また、選手個人の私生活をめぐるものとしては、08年に当時選手会長だった二岡智宏とフリーアナウンサーの山本モナの不倫が発覚。14年には当時主将だった阿部慎之助(現巨人コーチ)とタレントの不倫、さらに遡れば、12年には現巨人監督の原辰徳が女性問題をめぐり1億円を払っていたと報じられたこともあった(ともに「週刊文春」より)。
ロッテ清田は契約解除
そして巨人に限らず、有名スポーツ選手や芸能人の女性をめぐる醜聞は絶えない。21年、千葉ロッテマリーンズの清田育宏の不倫が発覚し、球団はシーズン中にもかかわらず契約解除という厳しい処分を下した。また芸能人では、今年8月、人気俳優の香川照之が銀座クラブで女性従業員に迷惑行為をはたらいていたことが発覚し、出演番組の降板や出演CMの放送見合わせ・契約終了などが発表。20年にはお笑いタレントの渡部建(アンジャッシュ)が不倫騒動を起こし、番組降板と活動休止を余儀なくされた。
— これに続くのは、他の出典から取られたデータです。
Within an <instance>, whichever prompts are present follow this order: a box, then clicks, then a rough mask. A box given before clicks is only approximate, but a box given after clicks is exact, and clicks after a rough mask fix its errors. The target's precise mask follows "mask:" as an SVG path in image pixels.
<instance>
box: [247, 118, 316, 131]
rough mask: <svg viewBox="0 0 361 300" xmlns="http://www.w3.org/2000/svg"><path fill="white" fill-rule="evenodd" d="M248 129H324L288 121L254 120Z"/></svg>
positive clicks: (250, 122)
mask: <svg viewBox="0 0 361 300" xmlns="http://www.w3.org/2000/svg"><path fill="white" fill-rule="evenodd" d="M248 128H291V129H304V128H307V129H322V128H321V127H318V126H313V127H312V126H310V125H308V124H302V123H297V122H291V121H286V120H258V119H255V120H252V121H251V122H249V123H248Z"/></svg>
「ロッテの清田はプロ野球界から追放され、渡部は2年たった今も地上波のテレビ番組に復帰することは許されず、香川も10月スタートの連ドラ『アトムの童(こ)』(TBS系)の降板が発表されており、現在放送中の『六本木クラス』(テレビ朝日系)が終了すれば、当面はテレビに出られないだろう。渡部の件でいえば“単なる一芸人の浮気”といえなくもなく、香川の件は銀座のクラブという場所で起こった出来事。それらに比べて坂本勇人の起こしたトラブルは女性の人権を大きく踏みにじるもので、女性の妊娠・中絶にまつわる話。渡部や香川の不祥事と比べても、悪質さ、非道さが際立っているという声もある。
だが、スポーツ紙やテレビなど主要メディアが無視を貫いていることもあり、渡部や香川に比べれば世論からの批判トーンは低く、このまま“お咎めなし”で相変わらずグラウンドに立ち続けることになりそうだ」(テレビ局関係者)
坂本に「反省」の二文字はないようだ。